7 Contoh Cerita Inspiratif dan Cara Membuatnya yang Baik dan Benar
Dalam artikel ini, kamu akan mempelajari apa itu cerita inspiratif, struktur, cara membuatnya, dan contoh cerita inspiratif.
1. Struktur cerita inspiratif – Orientasi
Bagian yang pertama adalah orientasi. Pada bagian ini, kamu akan disuguhkan dengan pengantar cerita.
Singkatnya, orientasi adalah awal cerita dimulai untuk mengenalkan tokoh dan latar belakang cerita.
2. Struktur cerita inspiratif – Perumitan Peristiwa
Tentunya, ketika cerita mulai berkembang, kamu akan melihat bagaimana keadaan berjalan dan mulai timbul konflik.
Bagian dimana konflik mulai muncul ini merupakan perumitan peristiwa menuju puncak konflik cerita.
3. Struktur cerita inspiratif – Komplikasi
Setelah alur cerita mulai menunjukkan konflik atau masalah dalam cerita, maka kita akan sampai pada bagian ketiga, yaitu komplikasi.
Komplikasi merupakan inti dari cerita inspiratif atau puncak konflik dalam cerita. Pada bagian inilah cerita yang menginspirasi diceritakan dengan rinci.
4. Struktur cerita inspiratif – Resolusi
Layaknya gambaran sebuah gunung, ketika cerita telah sampai pada puncak konflik, maka akan menemui sisi yang landai.
Adanya peristiwa yang menggugah perasaan tokoh mengenai suatu kebaikan dari cerita, maka bagian tersebut dapat disebut sebagai resolusi atau penyelesaian konflik.

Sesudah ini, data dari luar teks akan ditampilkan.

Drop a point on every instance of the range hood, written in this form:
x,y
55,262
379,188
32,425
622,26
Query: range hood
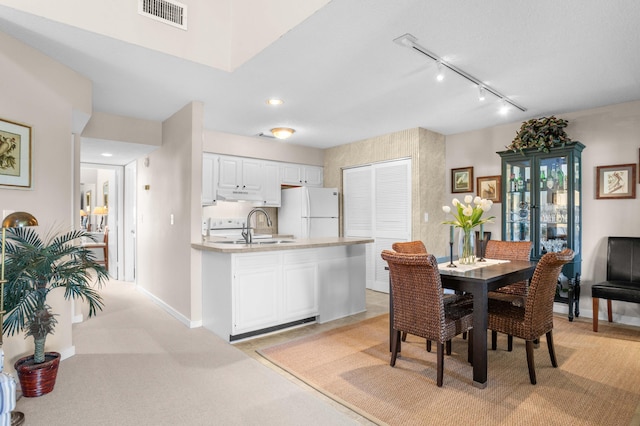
x,y
224,194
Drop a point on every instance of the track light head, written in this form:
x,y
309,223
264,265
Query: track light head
x,y
440,75
481,93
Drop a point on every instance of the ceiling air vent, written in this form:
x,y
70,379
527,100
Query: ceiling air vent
x,y
169,12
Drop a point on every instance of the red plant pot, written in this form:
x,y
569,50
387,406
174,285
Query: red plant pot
x,y
37,379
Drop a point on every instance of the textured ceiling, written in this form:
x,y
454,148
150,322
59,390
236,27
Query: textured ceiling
x,y
343,78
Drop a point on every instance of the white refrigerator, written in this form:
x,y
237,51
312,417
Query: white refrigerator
x,y
309,212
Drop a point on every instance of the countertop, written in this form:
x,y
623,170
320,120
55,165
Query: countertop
x,y
218,246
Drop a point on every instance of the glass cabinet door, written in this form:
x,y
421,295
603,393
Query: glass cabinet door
x,y
541,203
518,200
553,204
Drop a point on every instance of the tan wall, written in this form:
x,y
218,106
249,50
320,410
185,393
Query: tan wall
x,y
123,129
41,100
610,135
426,150
163,263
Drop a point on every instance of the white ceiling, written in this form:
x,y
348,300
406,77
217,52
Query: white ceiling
x,y
343,78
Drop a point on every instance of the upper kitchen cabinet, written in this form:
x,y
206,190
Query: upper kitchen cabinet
x,y
542,202
240,173
272,192
301,175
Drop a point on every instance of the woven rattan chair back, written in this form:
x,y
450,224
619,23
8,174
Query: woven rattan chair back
x,y
418,307
536,317
538,313
413,247
508,250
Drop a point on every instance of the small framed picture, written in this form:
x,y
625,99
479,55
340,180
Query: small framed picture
x,y
490,188
617,181
15,154
462,179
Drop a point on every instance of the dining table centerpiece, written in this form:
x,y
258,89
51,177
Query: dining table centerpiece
x,y
468,215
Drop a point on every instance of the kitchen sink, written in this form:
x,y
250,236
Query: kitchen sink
x,y
255,242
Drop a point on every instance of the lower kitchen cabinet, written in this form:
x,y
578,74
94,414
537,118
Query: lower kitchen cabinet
x,y
247,294
300,285
256,292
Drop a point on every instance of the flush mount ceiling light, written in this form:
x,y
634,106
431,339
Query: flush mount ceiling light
x,y
410,41
282,132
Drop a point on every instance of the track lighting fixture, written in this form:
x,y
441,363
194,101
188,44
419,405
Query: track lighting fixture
x,y
481,93
440,75
410,41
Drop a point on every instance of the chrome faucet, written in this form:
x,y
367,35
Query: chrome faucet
x,y
247,234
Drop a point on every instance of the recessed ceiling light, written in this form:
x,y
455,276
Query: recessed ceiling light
x,y
282,132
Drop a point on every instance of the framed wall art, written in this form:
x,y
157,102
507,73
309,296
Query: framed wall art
x,y
617,181
490,187
462,179
15,154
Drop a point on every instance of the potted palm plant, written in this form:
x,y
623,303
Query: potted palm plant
x,y
35,266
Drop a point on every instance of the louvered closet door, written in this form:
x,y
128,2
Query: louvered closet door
x,y
377,204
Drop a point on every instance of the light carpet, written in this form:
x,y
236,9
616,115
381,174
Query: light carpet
x,y
596,382
136,365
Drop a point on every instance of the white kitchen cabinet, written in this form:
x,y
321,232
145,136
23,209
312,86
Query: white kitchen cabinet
x,y
271,190
209,178
302,175
240,173
250,293
300,284
256,292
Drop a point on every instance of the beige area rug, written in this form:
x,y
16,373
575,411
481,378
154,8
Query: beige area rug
x,y
597,380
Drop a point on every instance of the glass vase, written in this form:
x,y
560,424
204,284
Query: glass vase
x,y
466,247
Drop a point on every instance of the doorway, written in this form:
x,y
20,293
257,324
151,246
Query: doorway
x,y
103,208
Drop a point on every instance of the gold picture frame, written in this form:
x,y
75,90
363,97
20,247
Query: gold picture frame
x,y
462,179
616,182
15,154
490,188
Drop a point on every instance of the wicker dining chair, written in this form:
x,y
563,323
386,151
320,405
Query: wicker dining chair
x,y
419,308
514,293
417,247
535,318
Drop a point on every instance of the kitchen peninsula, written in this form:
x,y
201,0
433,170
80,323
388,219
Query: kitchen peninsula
x,y
252,289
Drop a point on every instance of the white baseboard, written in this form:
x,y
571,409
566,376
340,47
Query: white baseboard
x,y
177,315
561,308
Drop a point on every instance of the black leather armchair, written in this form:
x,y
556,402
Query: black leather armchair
x,y
623,275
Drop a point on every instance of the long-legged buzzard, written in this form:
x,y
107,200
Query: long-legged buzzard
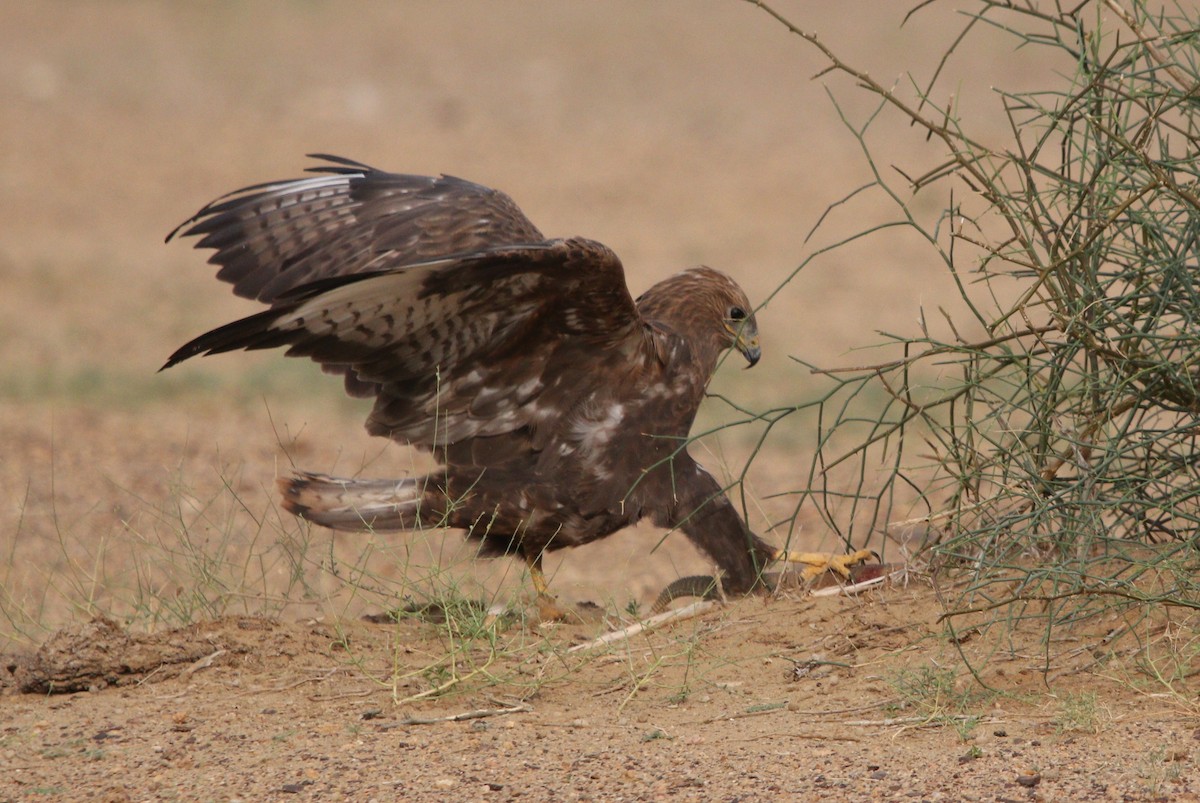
x,y
558,405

5. Struktur cerita inspiraitf – Koda
Bagian terakhir dari cerita inspiratif disebut sebagai koda. Pada bagian ini, kamu akan melihat akhir cerita yang berisi kesimpulan cerita dan pesan moral yang disampaikan.
Pesan moral cerita dapat disampaikan secara tersurat maupun tersirat dari percakapan tokoh dalam cerita.

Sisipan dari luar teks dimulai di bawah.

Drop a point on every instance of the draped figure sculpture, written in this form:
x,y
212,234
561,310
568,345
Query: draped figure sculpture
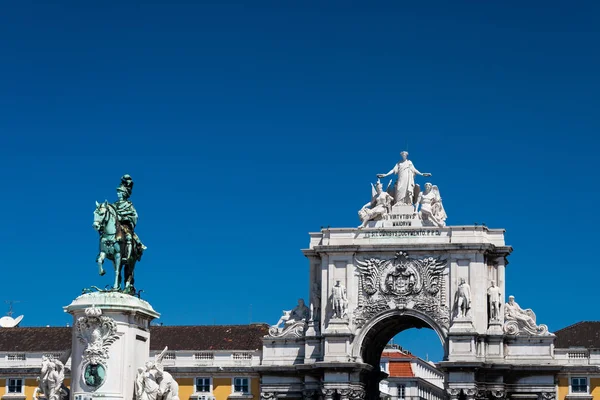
x,y
154,383
380,204
432,209
405,183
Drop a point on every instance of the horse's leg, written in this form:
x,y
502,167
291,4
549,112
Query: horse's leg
x,y
100,261
117,263
128,274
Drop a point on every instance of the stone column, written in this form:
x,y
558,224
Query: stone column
x,y
111,339
453,393
328,394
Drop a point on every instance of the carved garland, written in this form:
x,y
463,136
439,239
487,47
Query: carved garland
x,y
97,332
401,282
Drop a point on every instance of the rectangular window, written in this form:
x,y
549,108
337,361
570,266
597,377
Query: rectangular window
x,y
578,385
203,385
241,385
204,356
15,385
242,356
401,392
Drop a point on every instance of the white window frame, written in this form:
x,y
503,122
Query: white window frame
x,y
210,386
401,389
249,392
15,393
587,386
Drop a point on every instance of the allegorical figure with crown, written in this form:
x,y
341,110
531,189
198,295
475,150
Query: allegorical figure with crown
x,y
118,241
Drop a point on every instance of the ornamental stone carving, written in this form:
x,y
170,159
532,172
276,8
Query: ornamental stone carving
x,y
548,395
97,332
270,396
339,300
519,321
463,299
401,282
294,322
453,393
494,301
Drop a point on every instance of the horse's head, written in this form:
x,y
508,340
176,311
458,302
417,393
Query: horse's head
x,y
100,215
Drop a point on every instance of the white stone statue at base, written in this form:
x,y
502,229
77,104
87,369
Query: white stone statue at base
x,y
154,383
463,299
339,301
380,205
51,378
495,301
432,209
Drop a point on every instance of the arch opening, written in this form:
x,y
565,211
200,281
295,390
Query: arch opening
x,y
372,342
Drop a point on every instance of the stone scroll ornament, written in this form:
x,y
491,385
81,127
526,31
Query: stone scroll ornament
x,y
294,322
97,332
518,321
401,282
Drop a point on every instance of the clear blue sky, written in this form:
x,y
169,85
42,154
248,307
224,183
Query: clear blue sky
x,y
245,126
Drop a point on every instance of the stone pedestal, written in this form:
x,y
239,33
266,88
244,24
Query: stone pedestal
x,y
111,339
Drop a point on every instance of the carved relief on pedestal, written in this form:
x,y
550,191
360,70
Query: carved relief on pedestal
x,y
401,282
97,332
520,321
470,393
453,393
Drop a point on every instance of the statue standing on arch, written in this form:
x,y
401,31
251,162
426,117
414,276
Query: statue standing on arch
x,y
380,205
463,299
495,301
118,242
432,209
405,184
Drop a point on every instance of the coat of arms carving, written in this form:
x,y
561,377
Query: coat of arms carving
x,y
401,282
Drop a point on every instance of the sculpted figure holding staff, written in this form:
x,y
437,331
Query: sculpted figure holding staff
x,y
405,184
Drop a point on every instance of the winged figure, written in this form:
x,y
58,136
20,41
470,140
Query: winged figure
x,y
380,205
431,206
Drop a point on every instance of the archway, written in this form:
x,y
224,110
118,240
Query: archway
x,y
376,334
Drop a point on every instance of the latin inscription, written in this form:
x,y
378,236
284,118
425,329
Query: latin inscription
x,y
400,219
417,232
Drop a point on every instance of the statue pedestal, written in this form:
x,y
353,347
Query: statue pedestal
x,y
111,339
462,325
495,328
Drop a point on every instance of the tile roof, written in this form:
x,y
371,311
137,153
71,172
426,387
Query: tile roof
x,y
397,354
198,337
400,369
208,337
582,334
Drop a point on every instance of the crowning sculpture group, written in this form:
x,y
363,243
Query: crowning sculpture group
x,y
406,195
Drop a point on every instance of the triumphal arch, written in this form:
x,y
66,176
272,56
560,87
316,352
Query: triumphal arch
x,y
404,267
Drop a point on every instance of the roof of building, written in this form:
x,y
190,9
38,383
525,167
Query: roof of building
x,y
397,354
198,337
582,334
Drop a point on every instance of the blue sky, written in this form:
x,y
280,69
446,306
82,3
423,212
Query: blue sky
x,y
247,125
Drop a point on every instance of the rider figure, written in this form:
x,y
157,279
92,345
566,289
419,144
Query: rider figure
x,y
128,215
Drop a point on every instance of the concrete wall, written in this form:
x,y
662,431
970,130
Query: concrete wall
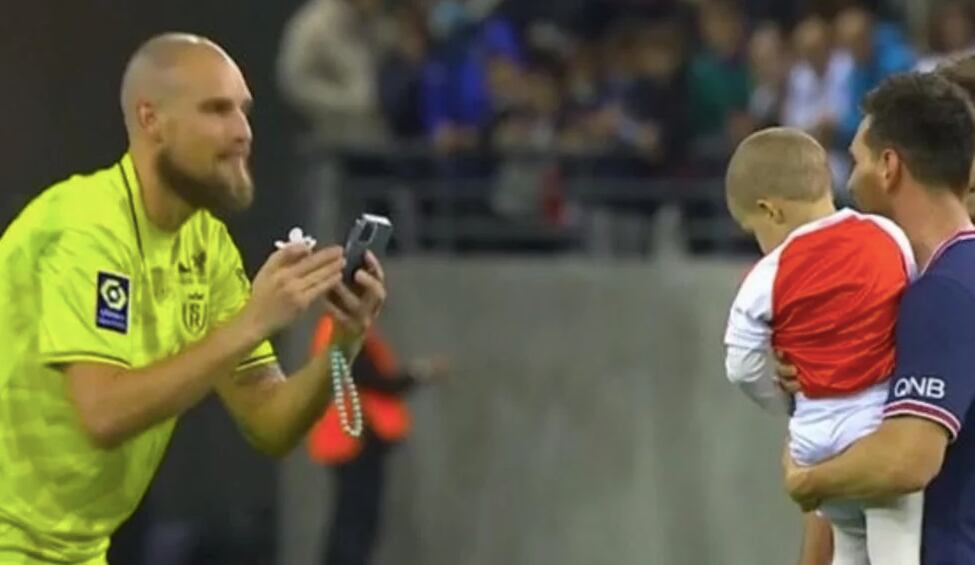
x,y
588,422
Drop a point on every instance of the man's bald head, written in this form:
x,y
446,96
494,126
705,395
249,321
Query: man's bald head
x,y
153,70
782,163
186,107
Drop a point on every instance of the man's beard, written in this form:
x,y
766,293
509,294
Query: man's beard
x,y
209,193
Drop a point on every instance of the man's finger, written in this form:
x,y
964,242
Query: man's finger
x,y
342,318
287,255
373,292
326,271
322,287
374,267
342,297
328,258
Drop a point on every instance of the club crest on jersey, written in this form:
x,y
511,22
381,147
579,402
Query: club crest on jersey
x,y
195,312
112,302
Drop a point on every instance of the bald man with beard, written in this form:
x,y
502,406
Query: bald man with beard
x,y
126,303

Apakah kamu sudah paham dengan bagian-bagian cerita inspiratif? Sekarang, kita akan lihat bagaimana cara menyusun cerita inspiratif.
Cara Membuat Cerita Inspiratif
Untuk membuat cerita inspiratif, kamu tidak perlu bingung. Di sini, Mamikos rangkumkan cara membuat cerita inspiratif yang baik dan benar untuk kamu.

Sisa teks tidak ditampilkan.